Les troubles de la conscience

Jean-Pierre Han

3 avril 2022

in Critiques

Viviane de Julia Deck. Mise en scène et réalisation de Mélanie Leray. Le Monfort, jusqu’au 9 avril à 19 h 30. Tél. : 01 56 08 33 88.

À poursuivre son travail sur les Portraits de femmes qu’elle avait entamé avec Girls and boys de Dennis Kelly, il était presque logique qu’à un moment donné ou l’autre Mélanie Leray tombe sur le formidable ouvrage de Julia Deck, Viviane Élisabeth Fauville. Sauf que ce livre est un roman, ce qui en soi n’est pas forcément un problème (il n’est qu’à voir le nombre de romans adaptés à la scène) ; ce qui fait débat, ce n’est pas bien sûr la qualité de l’ouvrage, bien au contraire, mais sa nature. En un mot, et à relire ce Viviane Élisabeth Fauville, il apparaît, de prime abord, qu’il est parfaitement « inadaptable », l’autrice en une série de vingt chapitres ne cessant de passer d’un mode de narration à un autre, à telle enseigne d’ailleurs que le lecteur ne sait plus trop bien qui parle et qui raconte cette histoire – toute la gamme des pronoms personnels y passe – dont on ne sait pas plus si elle a un fondement d’une quelconque réalité. Qui parle ? (cette Viviane Élisabeth Fauville épouse Hermant, 42 ans, mère d’une petite fille de douze semaines ?). Ça parle. C’est tout.

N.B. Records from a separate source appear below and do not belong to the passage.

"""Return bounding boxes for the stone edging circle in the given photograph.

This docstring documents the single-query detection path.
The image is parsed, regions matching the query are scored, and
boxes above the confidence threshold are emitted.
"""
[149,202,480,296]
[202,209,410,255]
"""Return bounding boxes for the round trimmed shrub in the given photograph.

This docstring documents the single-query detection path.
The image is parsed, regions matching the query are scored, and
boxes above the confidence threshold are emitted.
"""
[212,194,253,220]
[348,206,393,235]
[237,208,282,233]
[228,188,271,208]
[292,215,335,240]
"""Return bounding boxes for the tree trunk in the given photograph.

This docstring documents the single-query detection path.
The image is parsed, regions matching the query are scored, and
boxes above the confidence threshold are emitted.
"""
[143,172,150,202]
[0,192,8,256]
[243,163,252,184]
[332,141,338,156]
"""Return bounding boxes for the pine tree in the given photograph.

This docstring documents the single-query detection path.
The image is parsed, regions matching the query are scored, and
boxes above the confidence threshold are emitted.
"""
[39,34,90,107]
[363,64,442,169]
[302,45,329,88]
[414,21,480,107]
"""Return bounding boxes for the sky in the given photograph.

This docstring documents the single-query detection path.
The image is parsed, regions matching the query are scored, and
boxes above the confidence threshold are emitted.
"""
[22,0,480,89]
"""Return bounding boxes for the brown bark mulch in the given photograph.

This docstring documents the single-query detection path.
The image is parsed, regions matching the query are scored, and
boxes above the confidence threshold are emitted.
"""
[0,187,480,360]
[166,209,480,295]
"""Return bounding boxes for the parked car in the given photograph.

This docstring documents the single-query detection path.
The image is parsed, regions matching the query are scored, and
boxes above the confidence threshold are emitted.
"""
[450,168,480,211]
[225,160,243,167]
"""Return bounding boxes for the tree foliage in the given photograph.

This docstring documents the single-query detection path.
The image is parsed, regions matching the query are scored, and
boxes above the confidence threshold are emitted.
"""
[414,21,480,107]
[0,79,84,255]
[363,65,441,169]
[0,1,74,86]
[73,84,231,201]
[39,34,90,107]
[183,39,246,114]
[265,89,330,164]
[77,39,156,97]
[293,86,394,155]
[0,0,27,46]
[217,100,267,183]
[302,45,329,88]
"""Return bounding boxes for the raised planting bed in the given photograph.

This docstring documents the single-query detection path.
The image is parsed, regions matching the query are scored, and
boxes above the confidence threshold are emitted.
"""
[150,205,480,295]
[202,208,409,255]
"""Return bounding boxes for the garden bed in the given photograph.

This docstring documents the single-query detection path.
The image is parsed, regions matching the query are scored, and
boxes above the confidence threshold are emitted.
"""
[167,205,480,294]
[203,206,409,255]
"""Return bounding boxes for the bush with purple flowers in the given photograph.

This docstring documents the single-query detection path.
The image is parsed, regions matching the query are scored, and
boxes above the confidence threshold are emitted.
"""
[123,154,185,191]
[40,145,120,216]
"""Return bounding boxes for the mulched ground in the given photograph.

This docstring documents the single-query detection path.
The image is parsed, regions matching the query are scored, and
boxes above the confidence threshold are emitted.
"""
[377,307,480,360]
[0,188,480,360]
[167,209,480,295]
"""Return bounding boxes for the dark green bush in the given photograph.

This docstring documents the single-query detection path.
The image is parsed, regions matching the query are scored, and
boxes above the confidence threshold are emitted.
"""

C’est vrai qu’à travers cette histoire (une dérive ?), c’est un formidable portrait de femme qui s’esquisse, s’efface, se reconstruit ailleurs, autrement. C’est non moins vrai que Mélanie Leray a dû se trouver devant un véritable casse-tête au moment d’entamer l’adaptation de ce roman, puisque telle est sa qualification. Preuve que l’affaire était compliquée (et sans doute de ce fait plutôt alléchante) Mélanie Leray a eu besoin de pas moins de deux « outils » pour traiter le sujet : le théâtre et le cinéma ou l’inverse, le cinéma et le théâtre, on ne sait pas trop, la subtile intrication de ces deux registres artistiques – c’est réellement l’élément fondamental de la réussite du projet – formant un tout qu’un troisième élément, musical celui-là (composition de Yann Crépin) vient cimenter.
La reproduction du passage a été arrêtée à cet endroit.